This invention relates to methods for using fusion proteins produced in microbial hosts and more particularly, relates to assays utilizing CKS fusion proteins.
It is well established that prokaryotic or eukaryotic proteins can be expressed in microbial hosts where such proteins are not normally present in such hosts (i.e. are "heterologous" to the cells). Generally, such protein expression is accomplished by inserting the DNA sequence which codes for the protein of interest downstream from a control region (e.g. a lac operon) in plasmid DNA, which plasmid is inserted into the cell to "transform" the cell so it can produce (or "express") the protein of interest.
Despite this conceptually straightforward procedure, there are a number of obstacles in getting a cell to synthesize a heterologous protein and subsequently, to detect and recover the protein. The heterologous gene may not be efficiently transcribed into messenger RNA (mRNA). The mRNA may be unstable and degrade prior to translation into the protein. The ribosome binding site (RBS) present on the mRNA may only poorly initiate translation. The heterologous protein produced may be unstable in the cell or it may be toxic to the cell. If no antibodies to the protein are available or if there is no other way to assay for the protein, it may be difficult to detect the synthesized protein. Lastly, even if the protein is produced, it may be difficult to purify.
Fusion systems provide a means of solving many of the aforementioned problems. The "carrier" portion of the hybrid gene, typically found on the 5' end of the gene, provides the regulatory regions for transcription and translation as well as providing the genetic code for a peptide which facilitates detection (Shuman et al., J. Biol. Chem. 255:168 [1980]) and/or purification (Moks et al., Bio/Technology 5:379 [1987]). Frequently, potential proteolytic cleavage sites are engineered into the fusion protein to allow for the removal of the homologous peptide portion (de Geus et al., Nucleic Acids Res. 15:3743 [1987]; Nambiar et al., Eur. J. Biochem. 163:67 [1987]; Imai et al., J. Biochem. 100:425 [1986]).

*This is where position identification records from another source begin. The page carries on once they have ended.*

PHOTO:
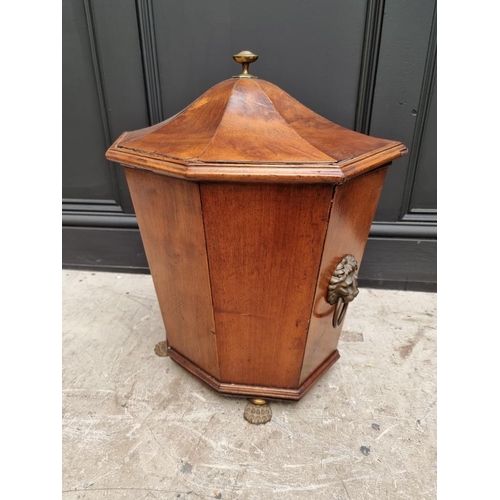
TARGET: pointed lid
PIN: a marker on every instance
(246, 129)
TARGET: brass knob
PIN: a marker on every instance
(245, 58)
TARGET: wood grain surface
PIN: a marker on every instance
(252, 131)
(354, 205)
(170, 220)
(264, 248)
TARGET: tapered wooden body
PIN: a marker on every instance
(246, 202)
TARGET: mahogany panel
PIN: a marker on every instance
(354, 205)
(170, 221)
(264, 248)
(252, 391)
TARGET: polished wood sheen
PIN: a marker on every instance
(246, 202)
(170, 219)
(249, 130)
(264, 250)
(354, 205)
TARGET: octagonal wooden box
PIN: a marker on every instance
(247, 202)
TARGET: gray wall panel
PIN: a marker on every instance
(312, 50)
(406, 34)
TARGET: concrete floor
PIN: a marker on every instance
(136, 426)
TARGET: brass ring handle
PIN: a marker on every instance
(343, 288)
(339, 312)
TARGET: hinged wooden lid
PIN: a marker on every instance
(248, 130)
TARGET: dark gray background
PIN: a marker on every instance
(368, 65)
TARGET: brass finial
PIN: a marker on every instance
(245, 57)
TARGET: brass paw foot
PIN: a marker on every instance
(257, 412)
(161, 349)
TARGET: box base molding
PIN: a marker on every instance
(253, 391)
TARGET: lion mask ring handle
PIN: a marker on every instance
(343, 288)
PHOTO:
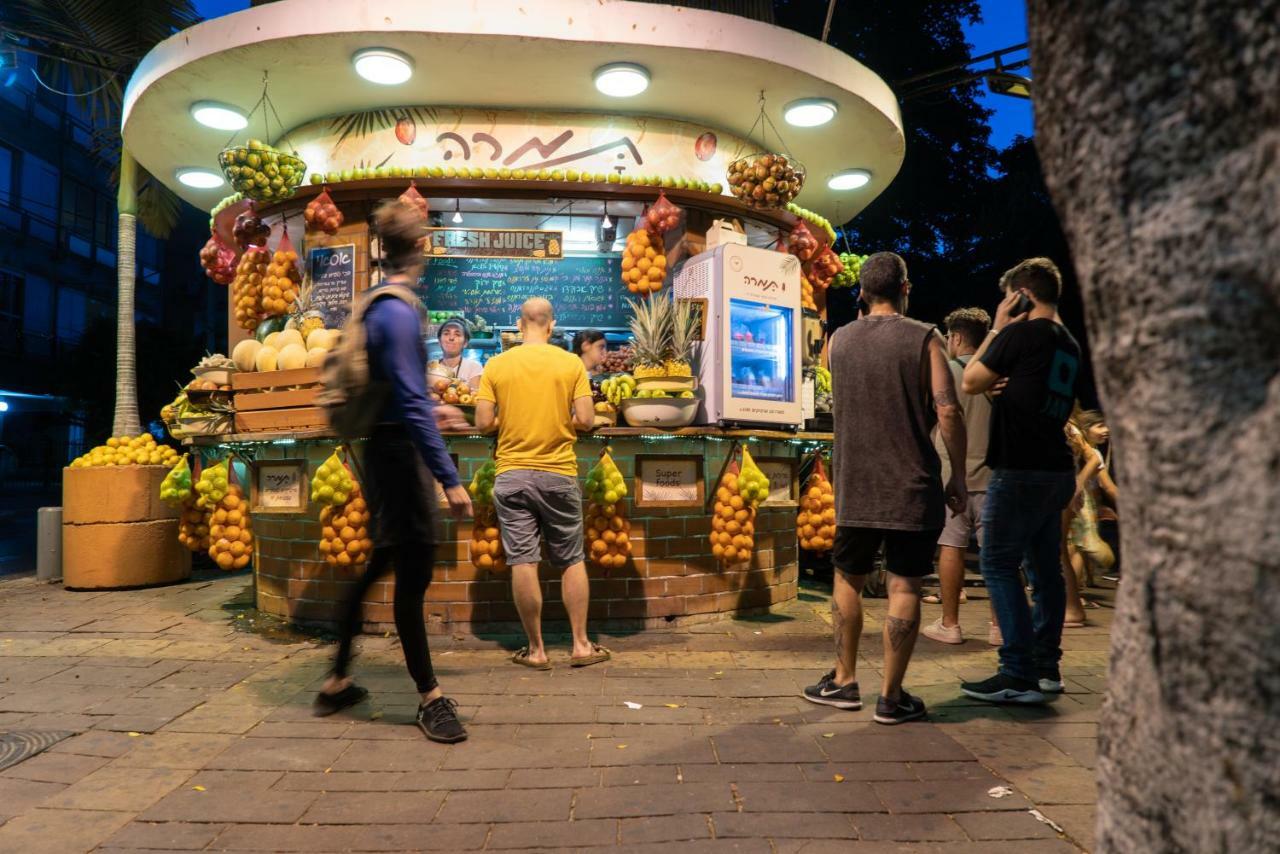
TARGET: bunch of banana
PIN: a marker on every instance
(618, 388)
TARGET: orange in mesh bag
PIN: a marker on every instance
(323, 214)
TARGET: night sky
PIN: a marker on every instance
(1005, 23)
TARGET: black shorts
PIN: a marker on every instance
(906, 553)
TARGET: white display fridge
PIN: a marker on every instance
(750, 351)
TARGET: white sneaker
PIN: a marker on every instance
(944, 634)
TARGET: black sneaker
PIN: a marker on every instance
(327, 704)
(439, 721)
(1004, 689)
(900, 711)
(1051, 681)
(827, 693)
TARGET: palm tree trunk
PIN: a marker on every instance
(1157, 124)
(126, 421)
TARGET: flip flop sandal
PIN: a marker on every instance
(327, 704)
(598, 654)
(522, 660)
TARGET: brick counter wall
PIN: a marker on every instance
(671, 575)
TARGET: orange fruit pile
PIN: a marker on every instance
(229, 531)
(344, 531)
(734, 524)
(816, 524)
(608, 534)
(644, 265)
(487, 540)
(193, 525)
(280, 283)
(247, 287)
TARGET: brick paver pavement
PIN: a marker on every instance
(193, 733)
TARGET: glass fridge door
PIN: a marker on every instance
(759, 351)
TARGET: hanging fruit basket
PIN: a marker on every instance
(766, 179)
(259, 170)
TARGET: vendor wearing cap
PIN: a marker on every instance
(452, 365)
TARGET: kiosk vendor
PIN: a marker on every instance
(452, 364)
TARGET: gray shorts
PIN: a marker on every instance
(536, 507)
(963, 525)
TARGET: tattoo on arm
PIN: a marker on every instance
(900, 631)
(839, 620)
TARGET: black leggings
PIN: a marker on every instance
(414, 565)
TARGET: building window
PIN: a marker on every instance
(7, 160)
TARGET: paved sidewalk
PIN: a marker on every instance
(193, 734)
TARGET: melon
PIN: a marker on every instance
(289, 337)
(246, 355)
(292, 356)
(266, 357)
(323, 338)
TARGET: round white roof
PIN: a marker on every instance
(705, 67)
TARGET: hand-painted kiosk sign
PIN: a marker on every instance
(494, 242)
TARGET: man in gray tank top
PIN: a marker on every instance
(891, 384)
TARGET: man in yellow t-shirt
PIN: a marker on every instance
(534, 389)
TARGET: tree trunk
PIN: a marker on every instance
(126, 421)
(1159, 129)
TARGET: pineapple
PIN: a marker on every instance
(650, 336)
(684, 333)
(304, 318)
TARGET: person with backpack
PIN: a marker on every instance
(375, 387)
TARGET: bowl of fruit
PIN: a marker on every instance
(260, 172)
(661, 409)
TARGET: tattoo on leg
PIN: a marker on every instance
(839, 620)
(899, 631)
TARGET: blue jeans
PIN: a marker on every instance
(1023, 519)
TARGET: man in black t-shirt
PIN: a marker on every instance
(1029, 362)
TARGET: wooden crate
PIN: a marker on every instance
(282, 400)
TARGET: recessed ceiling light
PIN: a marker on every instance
(383, 65)
(621, 80)
(200, 178)
(220, 117)
(849, 179)
(809, 112)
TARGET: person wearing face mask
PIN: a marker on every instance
(590, 346)
(453, 338)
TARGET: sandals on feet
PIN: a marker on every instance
(522, 660)
(598, 654)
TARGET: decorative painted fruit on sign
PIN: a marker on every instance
(406, 131)
(705, 146)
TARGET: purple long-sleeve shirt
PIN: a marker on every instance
(397, 356)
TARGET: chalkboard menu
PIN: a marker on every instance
(585, 291)
(333, 282)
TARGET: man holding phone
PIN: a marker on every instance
(1036, 360)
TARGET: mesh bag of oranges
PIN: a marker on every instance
(607, 531)
(816, 524)
(485, 535)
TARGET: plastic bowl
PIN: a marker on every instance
(664, 412)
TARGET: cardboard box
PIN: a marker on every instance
(114, 494)
(123, 555)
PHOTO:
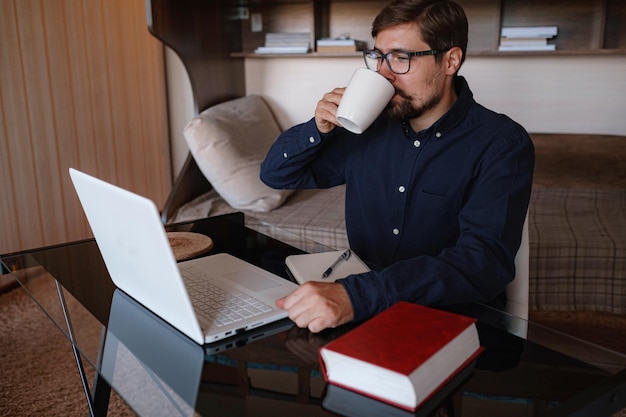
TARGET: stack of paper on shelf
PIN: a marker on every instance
(285, 43)
(339, 45)
(527, 38)
(404, 355)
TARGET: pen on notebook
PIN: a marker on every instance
(339, 260)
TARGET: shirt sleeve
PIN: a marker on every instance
(481, 263)
(294, 161)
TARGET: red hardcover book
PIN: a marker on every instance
(403, 355)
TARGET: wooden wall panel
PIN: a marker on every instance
(81, 85)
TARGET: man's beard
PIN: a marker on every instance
(406, 110)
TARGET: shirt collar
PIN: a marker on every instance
(458, 111)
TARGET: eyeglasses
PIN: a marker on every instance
(399, 62)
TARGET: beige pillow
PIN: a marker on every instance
(229, 141)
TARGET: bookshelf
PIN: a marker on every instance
(585, 26)
(214, 38)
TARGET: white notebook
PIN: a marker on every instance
(311, 266)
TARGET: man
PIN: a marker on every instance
(437, 188)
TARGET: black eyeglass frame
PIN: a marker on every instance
(410, 55)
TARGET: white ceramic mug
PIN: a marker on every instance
(366, 96)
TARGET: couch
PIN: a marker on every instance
(577, 212)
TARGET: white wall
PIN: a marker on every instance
(550, 94)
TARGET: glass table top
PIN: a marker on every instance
(525, 368)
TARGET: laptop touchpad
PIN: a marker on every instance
(252, 280)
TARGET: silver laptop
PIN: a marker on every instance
(140, 261)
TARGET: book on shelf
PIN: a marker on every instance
(340, 45)
(529, 32)
(402, 356)
(529, 38)
(523, 41)
(285, 43)
(312, 266)
(546, 47)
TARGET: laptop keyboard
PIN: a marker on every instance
(219, 306)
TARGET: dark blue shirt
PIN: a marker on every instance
(438, 214)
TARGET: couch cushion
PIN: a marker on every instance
(229, 141)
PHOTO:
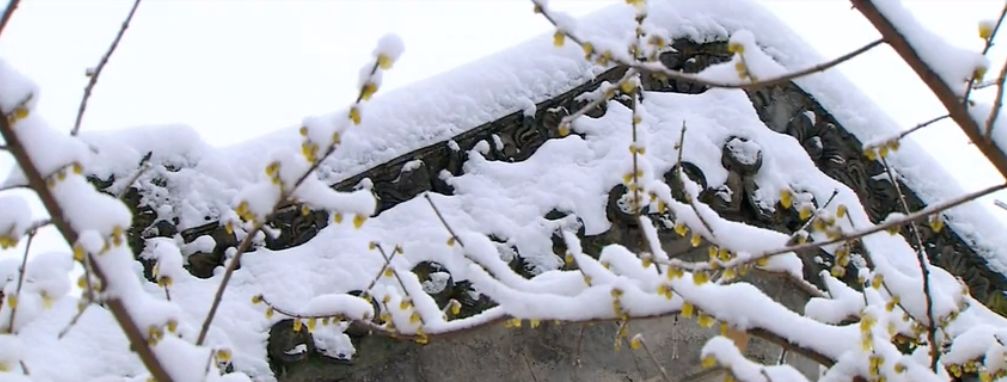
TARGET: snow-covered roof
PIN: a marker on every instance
(509, 200)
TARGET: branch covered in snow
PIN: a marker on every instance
(930, 75)
(69, 233)
(290, 180)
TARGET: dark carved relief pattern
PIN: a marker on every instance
(784, 109)
(839, 154)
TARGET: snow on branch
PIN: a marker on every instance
(290, 180)
(942, 81)
(565, 29)
(48, 196)
(95, 73)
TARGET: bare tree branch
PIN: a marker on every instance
(918, 215)
(11, 6)
(285, 197)
(986, 48)
(115, 304)
(21, 271)
(945, 94)
(997, 104)
(905, 133)
(923, 269)
(94, 74)
(694, 79)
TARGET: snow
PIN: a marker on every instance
(507, 201)
(15, 217)
(953, 65)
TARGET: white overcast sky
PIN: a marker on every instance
(237, 69)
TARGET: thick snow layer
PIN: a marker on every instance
(507, 202)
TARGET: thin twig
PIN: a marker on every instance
(246, 243)
(986, 48)
(923, 268)
(902, 134)
(443, 221)
(116, 305)
(144, 166)
(948, 96)
(388, 263)
(921, 214)
(992, 119)
(93, 75)
(1000, 204)
(21, 271)
(11, 6)
(816, 214)
(697, 80)
(529, 366)
(664, 373)
(682, 178)
(232, 265)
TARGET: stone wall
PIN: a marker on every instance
(493, 354)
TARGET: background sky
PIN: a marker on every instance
(237, 69)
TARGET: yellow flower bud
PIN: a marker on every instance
(558, 38)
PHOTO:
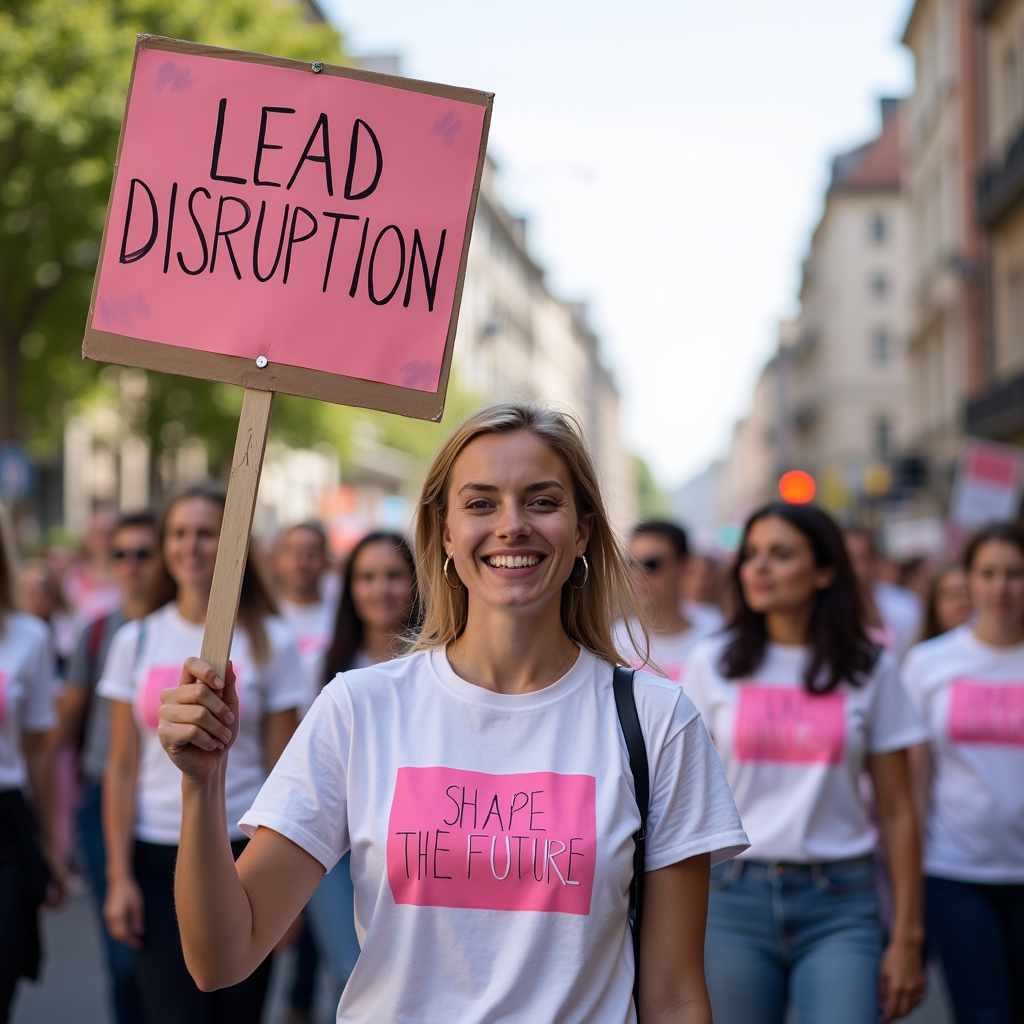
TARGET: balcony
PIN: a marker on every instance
(997, 412)
(1001, 184)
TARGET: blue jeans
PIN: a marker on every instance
(120, 958)
(806, 934)
(978, 932)
(331, 913)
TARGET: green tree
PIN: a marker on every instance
(64, 78)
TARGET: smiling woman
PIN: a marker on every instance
(481, 782)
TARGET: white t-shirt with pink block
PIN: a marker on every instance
(972, 696)
(492, 835)
(28, 681)
(144, 658)
(794, 759)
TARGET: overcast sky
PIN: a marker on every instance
(672, 159)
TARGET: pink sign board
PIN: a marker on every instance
(289, 228)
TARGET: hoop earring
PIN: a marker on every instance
(586, 574)
(458, 582)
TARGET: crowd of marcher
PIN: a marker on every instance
(864, 809)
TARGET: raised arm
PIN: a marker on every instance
(901, 979)
(672, 937)
(230, 915)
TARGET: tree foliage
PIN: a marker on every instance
(64, 78)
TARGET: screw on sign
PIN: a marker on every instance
(797, 487)
(17, 475)
(286, 226)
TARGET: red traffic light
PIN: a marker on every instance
(797, 487)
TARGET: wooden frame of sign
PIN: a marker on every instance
(261, 382)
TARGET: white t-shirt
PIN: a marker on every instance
(670, 653)
(312, 627)
(136, 673)
(901, 615)
(794, 759)
(972, 696)
(492, 835)
(28, 680)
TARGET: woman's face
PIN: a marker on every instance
(382, 587)
(777, 569)
(952, 600)
(512, 526)
(996, 583)
(190, 542)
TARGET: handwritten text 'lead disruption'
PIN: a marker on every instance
(223, 228)
(466, 839)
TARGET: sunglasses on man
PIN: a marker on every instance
(648, 564)
(132, 554)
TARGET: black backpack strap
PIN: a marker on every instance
(630, 721)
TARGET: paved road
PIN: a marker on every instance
(72, 987)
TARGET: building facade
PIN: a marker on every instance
(941, 161)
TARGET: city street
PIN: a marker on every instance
(72, 986)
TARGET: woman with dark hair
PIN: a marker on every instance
(947, 602)
(969, 684)
(800, 702)
(142, 787)
(376, 613)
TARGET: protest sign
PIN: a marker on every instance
(291, 227)
(988, 484)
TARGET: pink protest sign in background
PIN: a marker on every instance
(261, 209)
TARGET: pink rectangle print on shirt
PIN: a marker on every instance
(983, 713)
(466, 839)
(781, 723)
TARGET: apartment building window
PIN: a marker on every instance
(1015, 307)
(881, 344)
(883, 438)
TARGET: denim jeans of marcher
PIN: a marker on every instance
(332, 916)
(806, 934)
(120, 958)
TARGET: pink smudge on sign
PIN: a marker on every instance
(312, 219)
(982, 712)
(781, 723)
(465, 839)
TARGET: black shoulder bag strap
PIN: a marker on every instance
(630, 721)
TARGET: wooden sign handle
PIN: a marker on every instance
(233, 548)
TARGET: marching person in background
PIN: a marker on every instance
(947, 602)
(90, 585)
(299, 564)
(800, 701)
(142, 787)
(29, 863)
(375, 617)
(85, 716)
(970, 685)
(893, 612)
(501, 724)
(701, 592)
(658, 555)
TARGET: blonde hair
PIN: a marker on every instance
(588, 613)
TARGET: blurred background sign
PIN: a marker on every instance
(988, 482)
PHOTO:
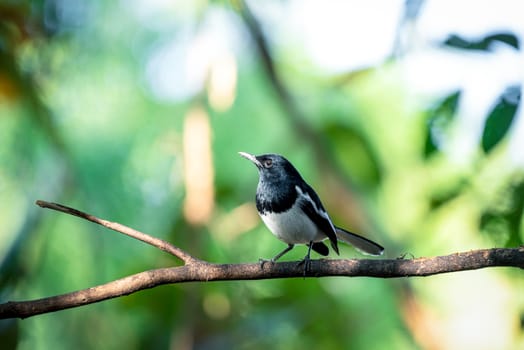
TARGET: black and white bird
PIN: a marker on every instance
(292, 211)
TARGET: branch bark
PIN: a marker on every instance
(196, 270)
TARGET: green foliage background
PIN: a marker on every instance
(80, 126)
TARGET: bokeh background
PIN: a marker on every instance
(406, 116)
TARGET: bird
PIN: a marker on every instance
(293, 212)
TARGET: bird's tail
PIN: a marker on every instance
(363, 245)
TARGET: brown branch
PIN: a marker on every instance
(200, 271)
(155, 242)
(196, 270)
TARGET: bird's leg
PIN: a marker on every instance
(278, 256)
(307, 259)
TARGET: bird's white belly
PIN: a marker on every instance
(293, 226)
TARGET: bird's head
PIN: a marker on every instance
(273, 168)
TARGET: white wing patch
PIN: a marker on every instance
(321, 212)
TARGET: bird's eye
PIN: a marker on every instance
(268, 163)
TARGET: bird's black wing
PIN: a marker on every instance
(313, 208)
(320, 248)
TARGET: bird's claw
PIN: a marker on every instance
(307, 264)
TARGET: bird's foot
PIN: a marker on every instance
(307, 264)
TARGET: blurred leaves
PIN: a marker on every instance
(500, 119)
(82, 122)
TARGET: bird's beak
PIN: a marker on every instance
(251, 158)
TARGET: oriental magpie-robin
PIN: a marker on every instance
(292, 211)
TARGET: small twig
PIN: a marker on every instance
(155, 242)
(202, 271)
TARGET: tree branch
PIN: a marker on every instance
(155, 242)
(196, 270)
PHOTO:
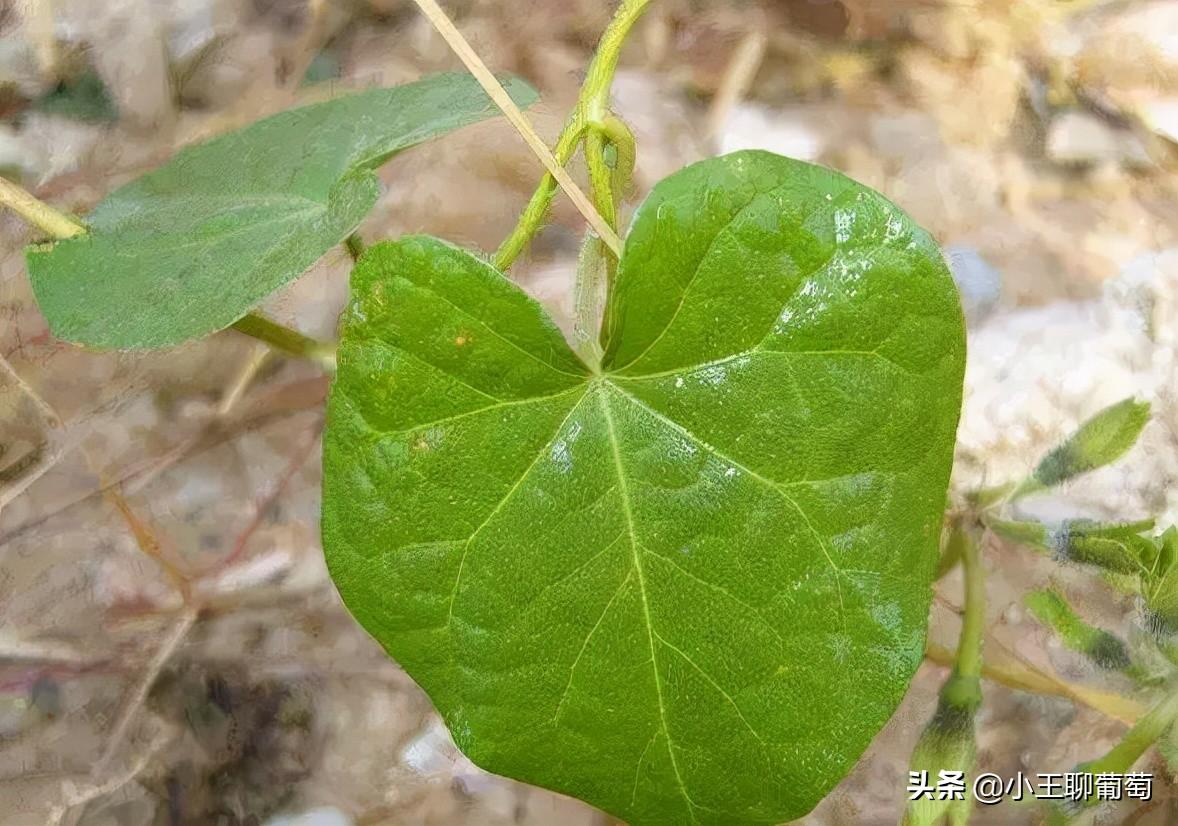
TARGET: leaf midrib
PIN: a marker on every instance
(623, 489)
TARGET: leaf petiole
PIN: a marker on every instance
(593, 107)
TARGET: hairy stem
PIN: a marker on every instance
(355, 245)
(593, 107)
(60, 226)
(37, 212)
(973, 621)
(1021, 678)
(1138, 739)
(288, 341)
(495, 90)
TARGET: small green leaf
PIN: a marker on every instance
(1099, 441)
(1162, 590)
(1052, 609)
(193, 246)
(948, 744)
(688, 587)
(1114, 547)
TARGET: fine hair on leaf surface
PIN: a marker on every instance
(692, 585)
(192, 246)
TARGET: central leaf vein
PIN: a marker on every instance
(780, 489)
(623, 488)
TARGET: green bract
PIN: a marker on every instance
(191, 248)
(692, 585)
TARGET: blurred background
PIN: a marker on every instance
(171, 649)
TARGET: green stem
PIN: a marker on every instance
(1137, 740)
(37, 212)
(288, 341)
(593, 107)
(973, 620)
(355, 245)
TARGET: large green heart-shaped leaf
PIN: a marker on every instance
(192, 246)
(689, 587)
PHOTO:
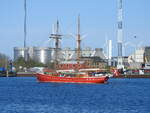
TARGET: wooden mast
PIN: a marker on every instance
(78, 41)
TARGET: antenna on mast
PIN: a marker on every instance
(56, 36)
(78, 40)
(120, 34)
(25, 22)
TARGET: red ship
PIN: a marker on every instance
(71, 78)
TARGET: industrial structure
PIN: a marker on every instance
(120, 35)
(140, 57)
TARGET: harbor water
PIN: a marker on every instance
(26, 95)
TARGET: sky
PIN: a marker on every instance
(98, 21)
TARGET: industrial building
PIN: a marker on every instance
(139, 57)
(46, 54)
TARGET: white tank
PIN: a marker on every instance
(42, 54)
(20, 52)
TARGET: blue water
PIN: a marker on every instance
(26, 95)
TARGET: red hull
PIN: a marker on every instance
(48, 78)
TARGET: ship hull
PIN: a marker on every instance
(48, 78)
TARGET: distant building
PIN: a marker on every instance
(46, 54)
(139, 57)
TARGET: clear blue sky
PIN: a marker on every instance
(98, 18)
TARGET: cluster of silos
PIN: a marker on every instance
(40, 54)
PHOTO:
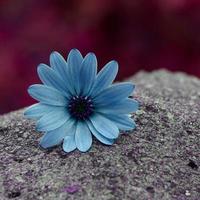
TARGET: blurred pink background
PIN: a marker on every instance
(140, 35)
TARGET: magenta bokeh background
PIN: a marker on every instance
(138, 34)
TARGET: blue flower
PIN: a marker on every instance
(75, 102)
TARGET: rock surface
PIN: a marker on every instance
(158, 160)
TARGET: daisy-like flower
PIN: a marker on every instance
(76, 103)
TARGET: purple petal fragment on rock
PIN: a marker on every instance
(71, 189)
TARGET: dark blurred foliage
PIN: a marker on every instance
(138, 34)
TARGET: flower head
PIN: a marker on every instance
(76, 103)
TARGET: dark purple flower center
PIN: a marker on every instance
(80, 107)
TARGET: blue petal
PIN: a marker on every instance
(123, 122)
(125, 106)
(104, 126)
(105, 77)
(69, 143)
(52, 120)
(114, 93)
(58, 63)
(50, 78)
(83, 137)
(47, 95)
(88, 73)
(56, 136)
(98, 136)
(38, 110)
(74, 61)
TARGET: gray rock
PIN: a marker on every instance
(158, 160)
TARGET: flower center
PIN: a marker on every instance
(80, 107)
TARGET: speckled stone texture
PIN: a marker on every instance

When selecting a carrier gene for a fusion system, in addition to detectability and ease of purification, it would be extremely advantageous to start with a highly expressed gene. Expression is the result of not only efficient transcription and translation but also protein stability and benignity (the protein must not harm or inhibit the cell host). Such expression is advantageous because it can enable the production of such fusion proteins for use in assays.
It is known to use cell lysates from microorganisms such as viruses, bacteria, and the like. However, it oftentimes is difficult to produce viral lysates at such levels of purity as is required by current assays. Also, the production of viral or bacterial lysates involves exposing individuals to the microorganism in order to obtain the lysate. Commercial assays are being developed which use fusion proteins of such microorganisms instead of viral lysates as assay reagents.
In addition to their use in assays to detect the presence of infectious agents, it has been discovered that fusion proteins can be useful to detect immunosuppressive agents. For example, in pending U.S. patent application Ser. No. 07/893,858 is described the use of CKS fusion proteins in assays to detect the presence and/or amount of immunosuppressive agents such as FK-506, cyclosporin and rapamycin which are macrocyclic drugs of Streptomycete origin having in vivo and in vitro immunosuppressive properties (A. W. Thomson, Immunol. Today 10:6-9 [1989] and B. D. Kahan et al., Transp. 52:185-191 [1991]), which enjoys common ownership and is incorporated herein by reference.